One of the key concepts in physics, especially when discussing work done by a force, is the dot product. The dot product, also known as the scalar product, is an operation that takes two vectors and returns a scalar (a single number). This operation is denoted by a dot (·) between the vectors, such as \( \mathbf{F} \cdot \overrightarrow{AB} \). When calculating work done, the dot product is crucial because it combines the force vector and the displacement vector efficiently.

The formula for the dot product of two vectors \( \mathbf{F} = a\mathbf{i} + b\mathbf{j} + c\mathbf{k} \) and \( \overrightarrow{AB} = (x_2-x_1)\mathbf{i} + (y_2-y_1)\mathbf{j} + (z_2-z_1)\mathbf{k} \) is:

• Calculate the product of the corresponding components: \( a(x_2 - x_1) + b(y_2 - y_1) + c(z_2 - z_1) \).
• The result is the total work done by the force when the particle moves from \( A \) to \( B \).

This simplicity and power make the dot product an essential tool in physics.

The displacement vector \( \overrightarrow{AB} \) is another fundamental aspect when calculating work done. It represents the change in position of a particle from one point to another. In this exercise, the displacement vector is defined using the coordinates of points \( A(x_1, y_1, z_1) \) and \( B(x_2, y_2, z_2) \).

The formula for determining the displacement vector is:

• \( \overrightarrow{AB} = (x_2-x_1)\mathbf{i} + (y_2-y_1)\mathbf{j} + (z_2-z_1)\mathbf{k} \).

This vector signifies not only the direction but also the magnitude (distance) that the particle has traveled. Understanding the displacement vector is crucial as it directly influences how much work is done when the force is applied.

A constant force field is one where the force remains the same throughout the movement of an object. In simpler terms, no matter where the particle moves in space, the force vector \( \mathbf{F} \) remains unchanged.
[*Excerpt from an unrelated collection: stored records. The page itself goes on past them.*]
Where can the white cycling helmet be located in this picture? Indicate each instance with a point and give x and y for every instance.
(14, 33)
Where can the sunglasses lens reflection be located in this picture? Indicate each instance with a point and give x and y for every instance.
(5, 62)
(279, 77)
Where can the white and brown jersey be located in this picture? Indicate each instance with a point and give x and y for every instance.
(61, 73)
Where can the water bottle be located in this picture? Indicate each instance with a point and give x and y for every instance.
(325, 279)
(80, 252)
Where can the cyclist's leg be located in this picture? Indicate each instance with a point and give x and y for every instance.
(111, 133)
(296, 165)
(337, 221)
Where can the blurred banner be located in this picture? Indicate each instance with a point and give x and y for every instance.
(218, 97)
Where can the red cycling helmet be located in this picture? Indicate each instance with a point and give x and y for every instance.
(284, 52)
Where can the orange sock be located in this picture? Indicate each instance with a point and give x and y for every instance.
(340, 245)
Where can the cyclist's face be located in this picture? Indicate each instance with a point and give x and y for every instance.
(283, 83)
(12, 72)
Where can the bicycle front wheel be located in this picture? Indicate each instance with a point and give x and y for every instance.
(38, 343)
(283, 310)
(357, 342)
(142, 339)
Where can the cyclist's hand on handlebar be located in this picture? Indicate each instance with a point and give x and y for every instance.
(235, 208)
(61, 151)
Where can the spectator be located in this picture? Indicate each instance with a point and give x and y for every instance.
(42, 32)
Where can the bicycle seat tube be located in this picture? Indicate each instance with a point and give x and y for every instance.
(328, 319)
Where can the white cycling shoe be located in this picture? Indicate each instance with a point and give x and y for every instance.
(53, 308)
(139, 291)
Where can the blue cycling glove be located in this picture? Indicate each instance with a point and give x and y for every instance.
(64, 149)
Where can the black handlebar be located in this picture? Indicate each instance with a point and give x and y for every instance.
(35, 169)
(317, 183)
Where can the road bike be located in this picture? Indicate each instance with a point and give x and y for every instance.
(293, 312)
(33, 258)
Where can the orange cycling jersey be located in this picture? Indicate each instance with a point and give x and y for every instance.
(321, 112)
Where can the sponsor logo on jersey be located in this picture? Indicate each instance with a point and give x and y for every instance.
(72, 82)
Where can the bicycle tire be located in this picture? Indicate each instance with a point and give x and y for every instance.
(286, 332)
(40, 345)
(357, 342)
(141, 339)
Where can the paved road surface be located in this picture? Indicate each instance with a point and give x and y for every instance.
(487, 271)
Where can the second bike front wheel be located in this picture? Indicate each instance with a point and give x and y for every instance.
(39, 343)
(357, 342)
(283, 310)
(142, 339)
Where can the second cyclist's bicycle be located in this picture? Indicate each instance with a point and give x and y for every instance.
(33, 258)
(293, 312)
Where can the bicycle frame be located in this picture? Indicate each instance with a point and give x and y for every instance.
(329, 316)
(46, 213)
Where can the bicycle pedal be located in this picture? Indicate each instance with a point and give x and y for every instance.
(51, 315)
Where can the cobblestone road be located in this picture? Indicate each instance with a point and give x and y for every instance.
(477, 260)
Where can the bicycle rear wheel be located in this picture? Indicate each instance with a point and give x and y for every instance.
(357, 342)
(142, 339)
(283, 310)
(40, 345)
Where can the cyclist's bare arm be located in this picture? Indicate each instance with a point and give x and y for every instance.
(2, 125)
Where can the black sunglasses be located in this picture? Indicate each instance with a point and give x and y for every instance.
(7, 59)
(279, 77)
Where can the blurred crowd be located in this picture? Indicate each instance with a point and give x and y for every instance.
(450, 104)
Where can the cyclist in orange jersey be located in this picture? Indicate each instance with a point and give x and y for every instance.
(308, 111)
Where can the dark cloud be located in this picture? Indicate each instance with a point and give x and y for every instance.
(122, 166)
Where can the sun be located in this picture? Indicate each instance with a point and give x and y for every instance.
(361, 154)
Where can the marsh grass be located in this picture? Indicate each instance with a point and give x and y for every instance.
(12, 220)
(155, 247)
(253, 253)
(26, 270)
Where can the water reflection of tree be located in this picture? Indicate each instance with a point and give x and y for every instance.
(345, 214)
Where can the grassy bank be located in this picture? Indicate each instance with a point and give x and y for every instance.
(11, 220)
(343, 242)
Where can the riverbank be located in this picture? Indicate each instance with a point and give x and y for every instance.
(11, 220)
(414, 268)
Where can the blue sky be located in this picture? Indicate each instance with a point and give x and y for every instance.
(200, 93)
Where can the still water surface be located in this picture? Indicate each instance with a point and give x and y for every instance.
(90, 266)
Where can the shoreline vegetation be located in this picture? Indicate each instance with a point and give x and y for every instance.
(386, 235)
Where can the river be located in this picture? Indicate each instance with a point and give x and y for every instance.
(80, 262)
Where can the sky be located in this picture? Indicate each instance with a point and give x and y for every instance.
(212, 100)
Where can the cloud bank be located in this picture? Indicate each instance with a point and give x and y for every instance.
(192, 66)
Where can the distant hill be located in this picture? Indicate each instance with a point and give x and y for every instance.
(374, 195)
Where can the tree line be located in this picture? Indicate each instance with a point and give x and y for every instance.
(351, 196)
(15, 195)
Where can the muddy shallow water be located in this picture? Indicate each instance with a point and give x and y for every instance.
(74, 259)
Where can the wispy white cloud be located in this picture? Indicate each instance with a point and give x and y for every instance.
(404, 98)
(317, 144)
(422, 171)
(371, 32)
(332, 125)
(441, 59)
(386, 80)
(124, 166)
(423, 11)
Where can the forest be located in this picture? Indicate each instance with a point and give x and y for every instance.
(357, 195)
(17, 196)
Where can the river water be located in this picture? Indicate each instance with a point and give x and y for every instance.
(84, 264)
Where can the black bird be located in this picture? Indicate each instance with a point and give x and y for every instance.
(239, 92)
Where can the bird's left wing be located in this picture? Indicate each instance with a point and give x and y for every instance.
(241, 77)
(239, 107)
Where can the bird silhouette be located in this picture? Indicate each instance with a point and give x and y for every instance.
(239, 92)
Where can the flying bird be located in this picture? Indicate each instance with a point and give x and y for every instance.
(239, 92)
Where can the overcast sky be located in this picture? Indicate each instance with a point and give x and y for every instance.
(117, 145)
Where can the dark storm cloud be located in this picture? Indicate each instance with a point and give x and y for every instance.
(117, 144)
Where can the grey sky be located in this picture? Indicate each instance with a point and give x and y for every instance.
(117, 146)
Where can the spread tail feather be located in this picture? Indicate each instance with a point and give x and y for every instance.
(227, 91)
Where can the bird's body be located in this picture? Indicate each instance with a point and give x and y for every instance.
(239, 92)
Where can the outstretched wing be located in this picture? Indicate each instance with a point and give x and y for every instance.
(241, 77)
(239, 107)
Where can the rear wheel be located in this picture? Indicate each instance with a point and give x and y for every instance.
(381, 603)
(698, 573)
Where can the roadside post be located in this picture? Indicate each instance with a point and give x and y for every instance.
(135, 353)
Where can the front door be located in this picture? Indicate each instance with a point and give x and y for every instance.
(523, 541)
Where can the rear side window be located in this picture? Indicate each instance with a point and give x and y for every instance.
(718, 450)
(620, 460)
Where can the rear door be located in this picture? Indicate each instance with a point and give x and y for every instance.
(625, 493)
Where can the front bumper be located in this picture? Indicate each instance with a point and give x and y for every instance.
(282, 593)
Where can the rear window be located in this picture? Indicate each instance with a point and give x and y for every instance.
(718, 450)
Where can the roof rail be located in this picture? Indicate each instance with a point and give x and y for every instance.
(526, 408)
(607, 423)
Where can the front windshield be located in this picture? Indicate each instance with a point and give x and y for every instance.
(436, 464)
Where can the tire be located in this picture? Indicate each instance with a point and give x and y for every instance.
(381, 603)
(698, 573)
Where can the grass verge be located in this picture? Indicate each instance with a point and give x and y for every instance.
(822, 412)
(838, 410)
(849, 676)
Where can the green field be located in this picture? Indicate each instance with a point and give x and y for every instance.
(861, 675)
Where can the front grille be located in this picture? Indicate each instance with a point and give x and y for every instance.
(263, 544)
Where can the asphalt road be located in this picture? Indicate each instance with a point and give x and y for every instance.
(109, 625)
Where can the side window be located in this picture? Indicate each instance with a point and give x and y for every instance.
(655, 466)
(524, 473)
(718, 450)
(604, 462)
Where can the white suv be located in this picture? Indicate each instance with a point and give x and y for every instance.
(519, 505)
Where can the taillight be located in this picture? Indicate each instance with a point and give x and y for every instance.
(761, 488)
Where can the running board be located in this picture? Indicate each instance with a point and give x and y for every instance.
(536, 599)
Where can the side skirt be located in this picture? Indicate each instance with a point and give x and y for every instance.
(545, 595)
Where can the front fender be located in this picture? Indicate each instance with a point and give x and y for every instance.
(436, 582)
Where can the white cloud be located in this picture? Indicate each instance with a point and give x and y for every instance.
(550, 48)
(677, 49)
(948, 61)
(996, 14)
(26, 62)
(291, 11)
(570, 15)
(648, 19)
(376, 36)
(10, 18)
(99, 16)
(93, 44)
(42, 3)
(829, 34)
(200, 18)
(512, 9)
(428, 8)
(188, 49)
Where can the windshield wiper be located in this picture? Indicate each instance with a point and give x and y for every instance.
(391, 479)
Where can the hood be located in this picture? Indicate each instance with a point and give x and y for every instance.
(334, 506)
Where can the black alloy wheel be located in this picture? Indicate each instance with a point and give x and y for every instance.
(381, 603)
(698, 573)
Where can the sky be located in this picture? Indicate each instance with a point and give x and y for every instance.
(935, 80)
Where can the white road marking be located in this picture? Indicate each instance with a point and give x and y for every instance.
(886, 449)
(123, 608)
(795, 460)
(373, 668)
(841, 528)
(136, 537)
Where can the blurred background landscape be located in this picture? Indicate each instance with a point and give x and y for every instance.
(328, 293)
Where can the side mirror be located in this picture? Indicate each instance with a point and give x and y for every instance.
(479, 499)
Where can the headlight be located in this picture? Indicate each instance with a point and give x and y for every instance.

This quality is essential for simplifying the calculation of work done because it allows us to use the dot product directly.

In the discussed exercise, the constant force is denoted by \( \mathbf{F} = a \mathbf{i} + b \mathbf{j} + c \mathbf{k} \). This means:

• The force components \( a, b, \) and \( c \) stay constant in the \( x, y, \) and \( z \) directions respectively.

When the force remains constant, we don't need to consider how it might change along the path from \( A \) to \( B \), making the calculation straightforward. In real-world scenarios, this might be like the constant gravitational force on an object near the Earth's surface.